13 de agosto 2010 - 00:00

Típico: PJ y UCR buscan atajos para resolver duelos

Bajo la hojarasca de la crisis que desató Elisa Carrió con su carta incendiaria, el radicalismo empezó a explorar -quizá porque asume a Lilita un estorbo lateral- una alternativa curiosa: resolver el duelo entre Ricardo Alfonsín y Julio Cobos con una interna propia.

Es, según la hipótesis, al margen de las primarias oficiales. Se trataría de una elección propia, en algún punto testimonial, donde sólo se discuta si el candidato a presidente del radicalismo, en 2011, será Cobos o Alfonsín.
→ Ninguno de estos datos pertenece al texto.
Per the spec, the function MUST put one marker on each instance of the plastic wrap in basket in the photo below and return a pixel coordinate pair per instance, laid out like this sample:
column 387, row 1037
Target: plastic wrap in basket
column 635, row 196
O, quizá, Ernesto Sanz.

La alquimia, efímera, resolvería el intríngulis del postulante presidencial sin meter en la disputa el resto de las candidaturas y, sobre todo, lo haría antes del 14 de agosto, fecha fijada para las internas abiertas y simultáneas. Para ganar tiempo.
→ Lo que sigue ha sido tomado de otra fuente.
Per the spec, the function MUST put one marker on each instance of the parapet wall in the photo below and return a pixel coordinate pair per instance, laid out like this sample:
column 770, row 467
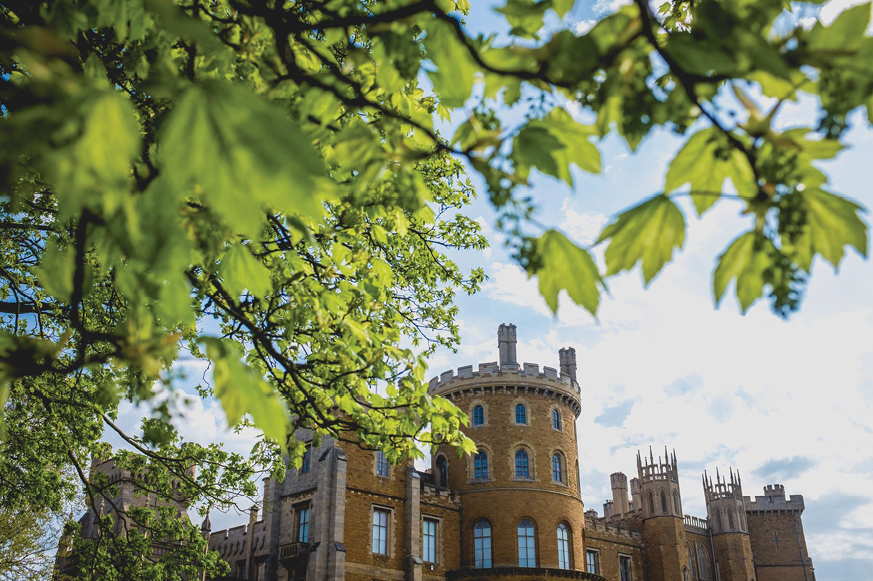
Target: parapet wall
column 492, row 374
column 601, row 528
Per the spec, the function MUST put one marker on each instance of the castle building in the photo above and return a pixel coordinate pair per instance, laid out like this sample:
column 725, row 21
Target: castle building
column 511, row 512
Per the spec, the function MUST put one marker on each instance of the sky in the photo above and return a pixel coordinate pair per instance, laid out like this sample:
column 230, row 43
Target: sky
column 783, row 401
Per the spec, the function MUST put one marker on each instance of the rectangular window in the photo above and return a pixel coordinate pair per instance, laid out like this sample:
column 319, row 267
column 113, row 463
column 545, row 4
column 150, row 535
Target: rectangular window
column 592, row 562
column 303, row 525
column 381, row 464
column 380, row 531
column 428, row 534
column 624, row 568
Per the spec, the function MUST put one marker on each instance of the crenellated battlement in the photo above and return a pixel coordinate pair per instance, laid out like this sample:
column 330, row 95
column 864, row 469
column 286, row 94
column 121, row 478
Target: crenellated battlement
column 492, row 377
column 774, row 500
column 649, row 470
column 722, row 487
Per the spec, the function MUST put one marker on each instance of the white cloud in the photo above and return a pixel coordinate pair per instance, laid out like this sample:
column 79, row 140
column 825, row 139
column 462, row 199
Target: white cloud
column 609, row 6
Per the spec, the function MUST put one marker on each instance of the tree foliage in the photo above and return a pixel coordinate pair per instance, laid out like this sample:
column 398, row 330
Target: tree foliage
column 265, row 185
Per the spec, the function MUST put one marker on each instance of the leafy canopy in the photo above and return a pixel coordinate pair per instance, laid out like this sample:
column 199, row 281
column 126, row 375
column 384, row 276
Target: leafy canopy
column 264, row 185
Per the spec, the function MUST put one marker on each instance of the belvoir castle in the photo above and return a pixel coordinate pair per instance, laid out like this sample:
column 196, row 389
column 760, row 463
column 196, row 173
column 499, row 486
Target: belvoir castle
column 513, row 511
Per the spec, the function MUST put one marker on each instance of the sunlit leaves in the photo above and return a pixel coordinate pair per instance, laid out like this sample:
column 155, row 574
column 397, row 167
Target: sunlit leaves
column 240, row 270
column 649, row 233
column 99, row 160
column 226, row 145
column 706, row 160
column 832, row 223
column 745, row 261
column 454, row 74
column 565, row 266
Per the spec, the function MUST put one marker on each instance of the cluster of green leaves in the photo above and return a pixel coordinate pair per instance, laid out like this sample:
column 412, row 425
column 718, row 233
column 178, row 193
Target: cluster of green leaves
column 262, row 184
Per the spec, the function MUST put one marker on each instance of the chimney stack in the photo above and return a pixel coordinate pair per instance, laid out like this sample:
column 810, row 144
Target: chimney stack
column 506, row 344
column 567, row 359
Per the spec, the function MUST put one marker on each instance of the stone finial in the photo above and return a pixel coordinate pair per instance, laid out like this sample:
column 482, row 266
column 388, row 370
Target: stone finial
column 506, row 344
column 567, row 358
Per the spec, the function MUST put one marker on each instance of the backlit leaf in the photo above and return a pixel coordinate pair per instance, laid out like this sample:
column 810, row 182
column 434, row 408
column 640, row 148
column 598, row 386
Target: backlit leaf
column 648, row 233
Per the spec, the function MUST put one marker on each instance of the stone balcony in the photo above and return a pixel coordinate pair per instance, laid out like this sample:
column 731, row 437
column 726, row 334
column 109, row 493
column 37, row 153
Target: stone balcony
column 525, row 573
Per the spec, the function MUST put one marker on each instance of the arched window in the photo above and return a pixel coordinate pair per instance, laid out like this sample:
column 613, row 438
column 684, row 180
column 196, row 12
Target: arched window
column 520, row 414
column 482, row 545
column 478, row 416
column 527, row 544
column 480, row 465
column 442, row 472
column 702, row 564
column 557, row 468
column 522, row 466
column 563, row 547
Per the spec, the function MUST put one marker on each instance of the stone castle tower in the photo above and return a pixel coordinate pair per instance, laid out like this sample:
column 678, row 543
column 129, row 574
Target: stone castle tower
column 520, row 494
column 730, row 534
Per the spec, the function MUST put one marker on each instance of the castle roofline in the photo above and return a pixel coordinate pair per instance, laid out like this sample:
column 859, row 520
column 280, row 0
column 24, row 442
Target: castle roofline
column 508, row 376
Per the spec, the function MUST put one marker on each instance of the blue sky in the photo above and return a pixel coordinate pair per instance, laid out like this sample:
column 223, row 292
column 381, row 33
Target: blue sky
column 782, row 401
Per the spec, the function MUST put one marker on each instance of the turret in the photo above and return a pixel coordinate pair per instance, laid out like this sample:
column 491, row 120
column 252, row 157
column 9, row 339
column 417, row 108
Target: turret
column 567, row 360
column 663, row 522
column 727, row 521
column 506, row 345
column 619, row 493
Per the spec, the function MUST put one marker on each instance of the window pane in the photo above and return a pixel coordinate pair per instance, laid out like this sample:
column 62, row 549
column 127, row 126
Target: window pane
column 303, row 525
column 429, row 538
column 482, row 545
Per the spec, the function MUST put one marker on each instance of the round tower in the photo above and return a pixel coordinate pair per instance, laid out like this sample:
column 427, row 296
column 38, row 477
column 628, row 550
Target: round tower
column 663, row 521
column 520, row 493
column 730, row 533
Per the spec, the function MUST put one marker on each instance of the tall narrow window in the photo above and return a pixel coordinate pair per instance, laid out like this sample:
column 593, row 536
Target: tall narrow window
column 307, row 459
column 624, row 568
column 482, row 545
column 522, row 468
column 520, row 414
column 592, row 562
column 381, row 464
column 478, row 416
column 527, row 544
column 702, row 564
column 563, row 547
column 380, row 531
column 480, row 465
column 557, row 468
column 303, row 525
column 443, row 472
column 428, row 533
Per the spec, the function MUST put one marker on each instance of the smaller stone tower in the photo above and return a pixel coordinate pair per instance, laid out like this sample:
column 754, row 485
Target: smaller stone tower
column 663, row 523
column 506, row 345
column 730, row 533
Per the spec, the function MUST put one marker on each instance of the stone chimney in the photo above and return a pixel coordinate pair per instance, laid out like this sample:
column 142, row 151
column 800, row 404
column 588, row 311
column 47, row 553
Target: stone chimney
column 506, row 344
column 567, row 359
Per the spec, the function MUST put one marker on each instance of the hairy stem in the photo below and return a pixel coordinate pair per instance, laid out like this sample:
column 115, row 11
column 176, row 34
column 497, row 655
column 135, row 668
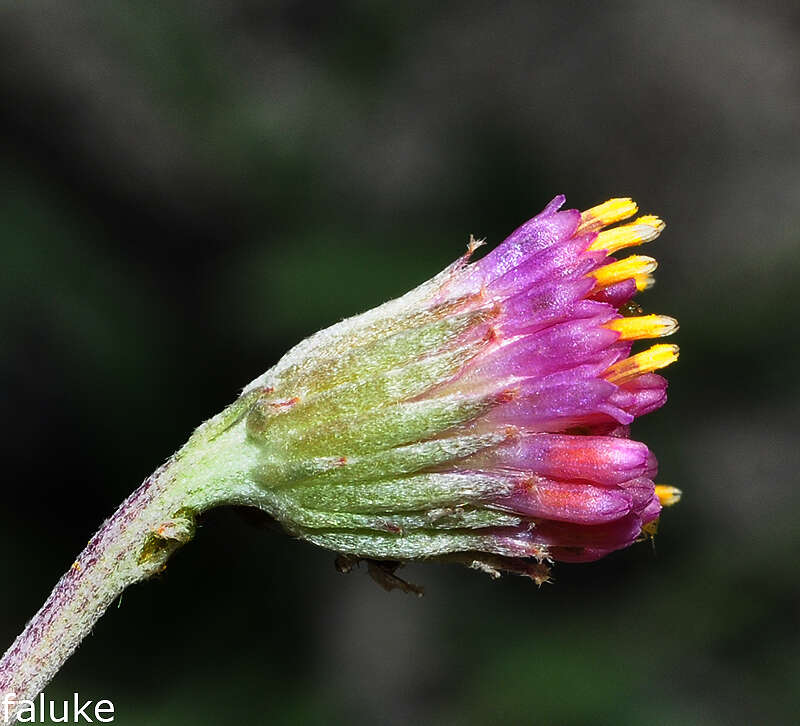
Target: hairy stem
column 133, row 544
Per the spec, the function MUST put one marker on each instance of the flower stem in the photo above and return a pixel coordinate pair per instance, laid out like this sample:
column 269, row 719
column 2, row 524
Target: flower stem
column 133, row 544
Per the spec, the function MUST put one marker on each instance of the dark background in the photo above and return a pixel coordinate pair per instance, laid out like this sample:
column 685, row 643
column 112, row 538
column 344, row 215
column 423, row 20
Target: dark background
column 189, row 188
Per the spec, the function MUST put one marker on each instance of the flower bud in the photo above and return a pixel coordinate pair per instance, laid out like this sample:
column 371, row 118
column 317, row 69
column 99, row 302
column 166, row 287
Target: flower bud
column 484, row 415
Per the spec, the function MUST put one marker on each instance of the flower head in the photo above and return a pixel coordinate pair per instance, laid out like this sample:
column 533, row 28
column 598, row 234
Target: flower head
column 484, row 416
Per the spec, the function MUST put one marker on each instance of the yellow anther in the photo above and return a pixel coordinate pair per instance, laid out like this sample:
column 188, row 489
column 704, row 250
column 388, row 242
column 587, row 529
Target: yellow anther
column 644, row 282
column 668, row 495
column 658, row 356
column 643, row 229
column 646, row 326
column 610, row 212
column 635, row 267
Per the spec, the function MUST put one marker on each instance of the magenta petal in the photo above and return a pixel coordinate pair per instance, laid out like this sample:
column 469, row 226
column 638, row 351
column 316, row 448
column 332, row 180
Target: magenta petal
column 603, row 460
column 567, row 501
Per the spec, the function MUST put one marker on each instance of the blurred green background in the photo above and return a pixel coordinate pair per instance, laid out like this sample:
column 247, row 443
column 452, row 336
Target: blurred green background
column 189, row 188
La alternativa analizada en la UCR coincide, temporalmente, con la ráfaga de presunciones, sospechas y elucubraciones que, desde hace semanas, produce espasmos en el peronismo respecto de cómo será, finalmente, el sistema de elección de los candidatos en 2011.
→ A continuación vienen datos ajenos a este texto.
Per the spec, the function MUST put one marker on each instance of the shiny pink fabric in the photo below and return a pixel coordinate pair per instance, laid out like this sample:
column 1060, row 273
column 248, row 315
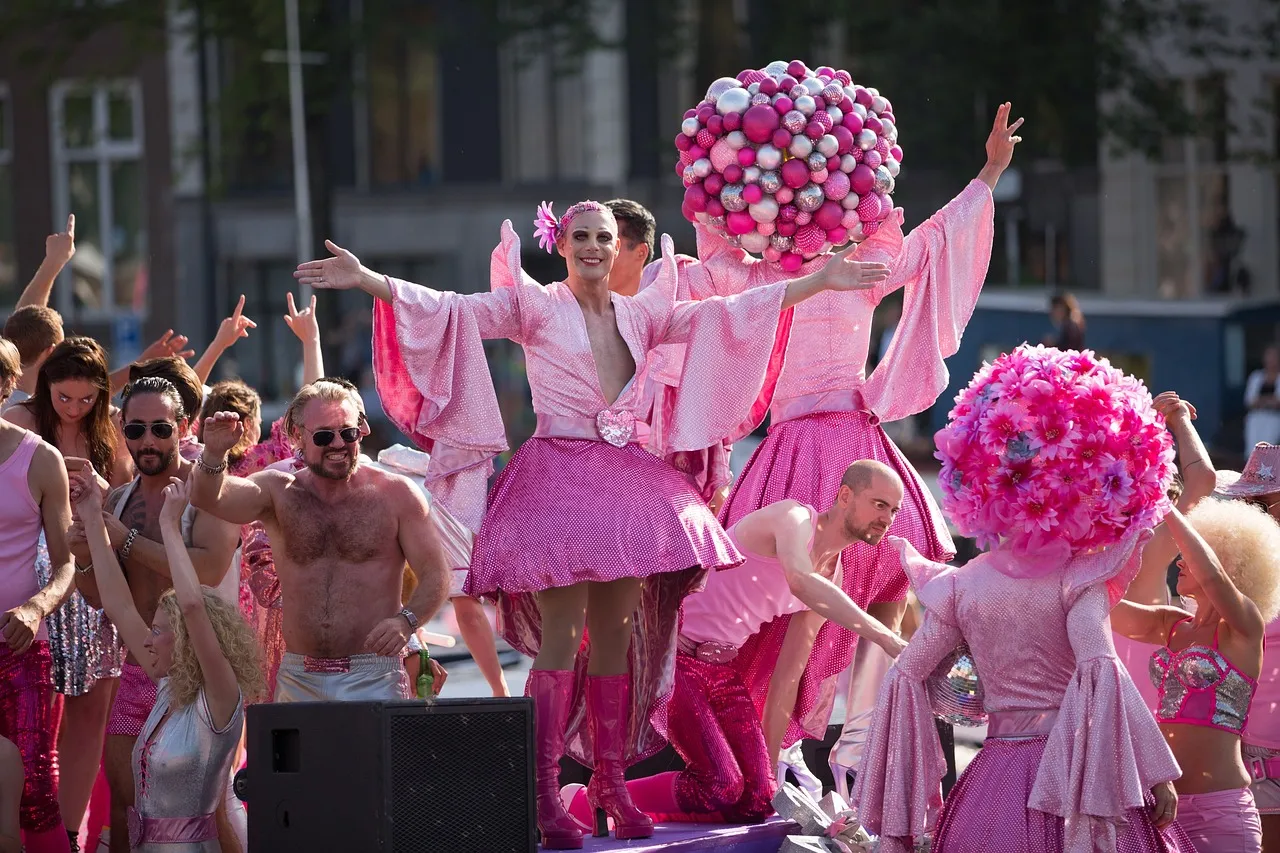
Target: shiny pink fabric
column 133, row 702
column 1264, row 726
column 716, row 730
column 1223, row 821
column 987, row 811
column 803, row 460
column 1040, row 643
column 28, row 720
column 554, row 519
Días atrás, Julio Pereyra, el intendente de Florencio Varela, reveló uno de esos temores: el régimen de primarias vigente en la provincia fija, a diferencia del modelo nacional, que el reparto en la interna se hace mediante el sistema DHont y no por mayoría-minoría.

El cambio es de alta sensibilidad: para entrar en el reparto, se pasa del 25% histórico del PJ al 11,1% para senadores provinciales en el conurbano sur y, en los distritos como por Varela, al 8,3% para poder reclamar espacio en la lista de concejales.

Por eso, Pereyra, hundido en un lamento, advirtió de que muchos intendentes tengan, el año próximo, riesgos de perder el control de sus municipios porque tendrían que llevar en sus boletas locales candidatos que no les responden.

No lo dijo, pero se refiere, sobre todo, a piqueteros. Mencionó el tema como el problema del «concejal y medio» para decir que, en un concejo reñido, quedarán atados a los vaivenes de dirigentes que no tengan obediencia directa con los jefes comunales.

El reparto por DHont fue, expresamente, eliminado en la ley nacional de primarias que se diseñó en el despacho de Florencio Randazzo. Al principio, se analizó la posibilidad de fijarla para legisladores nacionales -la propuso Juan Manuel Urtubey-, pero luego se desechó.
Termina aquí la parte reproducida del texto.